The results obtained in this vignette show that:

Core scalar metrics (irr_project, npv_project, irr_equity, npv_equity) are exactly identical at the byte level across two runs with the same configuration.

Key tabular outputs (all-equity cashflows, leveraged cashflows, comparison summary) are also byte-identical.

The maximum absolute differences on numeric entries are zero, confirming the absence of hidden numerical drift in this environment.
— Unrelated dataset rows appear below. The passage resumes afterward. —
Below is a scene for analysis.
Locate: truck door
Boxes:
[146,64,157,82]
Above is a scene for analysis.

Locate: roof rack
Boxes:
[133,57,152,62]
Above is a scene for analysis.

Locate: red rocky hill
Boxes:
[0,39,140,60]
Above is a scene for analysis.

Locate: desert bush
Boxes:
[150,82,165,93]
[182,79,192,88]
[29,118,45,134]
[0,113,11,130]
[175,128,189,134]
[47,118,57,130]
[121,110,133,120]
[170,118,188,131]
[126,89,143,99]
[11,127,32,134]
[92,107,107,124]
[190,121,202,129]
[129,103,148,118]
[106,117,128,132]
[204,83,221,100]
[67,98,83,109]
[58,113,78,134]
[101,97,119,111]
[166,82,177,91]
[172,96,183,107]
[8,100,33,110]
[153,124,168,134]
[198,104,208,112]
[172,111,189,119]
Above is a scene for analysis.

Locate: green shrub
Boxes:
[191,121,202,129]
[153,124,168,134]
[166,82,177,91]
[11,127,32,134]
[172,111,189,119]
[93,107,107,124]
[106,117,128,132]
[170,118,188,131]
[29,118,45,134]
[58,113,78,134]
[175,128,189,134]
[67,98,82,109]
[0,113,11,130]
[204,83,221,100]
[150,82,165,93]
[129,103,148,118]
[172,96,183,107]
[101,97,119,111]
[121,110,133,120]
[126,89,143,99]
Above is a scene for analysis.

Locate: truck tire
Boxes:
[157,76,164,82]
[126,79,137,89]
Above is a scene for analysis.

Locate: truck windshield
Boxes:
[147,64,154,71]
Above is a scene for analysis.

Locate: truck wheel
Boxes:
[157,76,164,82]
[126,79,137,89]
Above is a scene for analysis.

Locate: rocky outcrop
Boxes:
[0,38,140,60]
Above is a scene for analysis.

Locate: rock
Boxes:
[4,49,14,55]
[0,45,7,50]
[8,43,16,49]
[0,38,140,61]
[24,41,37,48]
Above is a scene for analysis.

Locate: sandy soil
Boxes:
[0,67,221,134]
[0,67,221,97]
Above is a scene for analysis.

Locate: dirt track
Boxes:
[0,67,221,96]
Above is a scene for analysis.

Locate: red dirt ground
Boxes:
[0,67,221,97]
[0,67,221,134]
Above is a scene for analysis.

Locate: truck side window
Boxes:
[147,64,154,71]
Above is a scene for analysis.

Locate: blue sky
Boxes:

This establishes that run_case() behaves as a deterministic map from a validated YAML configuration to a structured output object, which is a strong form of reproducibility in computational finance:

identical YAML files ⇒ identical DCF outputs,

any divergence in valuation metrics must therefore be traced to explicit differences in configuration, not to stochastic elements or unstable numerical routines.